The U.S. Treasury's Alcohol and Tobacco Tax and Trade Bureau, or TTB, is now saying they made a mistake when approving the product called Palcohol.

The TTB originally approved seven different Palcohol labels on April 8, including margarita and mojito flavors. According to the TTB's website, those labels have now been "suspended."

Palcohol's official website, which has been heavily reworked over the past few days, offers a bit more clarification: "We have been in touch with the TTB and there seemed to be a discrepancy on our fill level, how much powder is in the bag. There was a mutual agreement for us to surrender the labels."

"This doesn't mean that Palcohol isn't approved. It just means that these labels aren't approved," the Palcohol website states. "We will re-submit labels. We don't have an expected approval date as label approval can vary widely."

Critics expressed concern about people abusing the powdered alcohol.

As for snorting the powder, the company warns, "We have seen comments about goofballs wanting to snort it. Don't do it!"

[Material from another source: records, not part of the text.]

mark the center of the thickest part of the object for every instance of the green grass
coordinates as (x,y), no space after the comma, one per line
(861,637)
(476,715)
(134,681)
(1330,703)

"To take precautions against this action, we've added volume to the powder so it would take more than a half of a cup of powder to get the equivalent of one drink up your nose," the website states. "You would feel a lot of pain for very little gain."

If you don't want to wait on regulators for your powdered booze, Popular Science has a recipe for home-made powdered alcohol. But follow the advice emphasized by Palcohol and "please use it responsibly."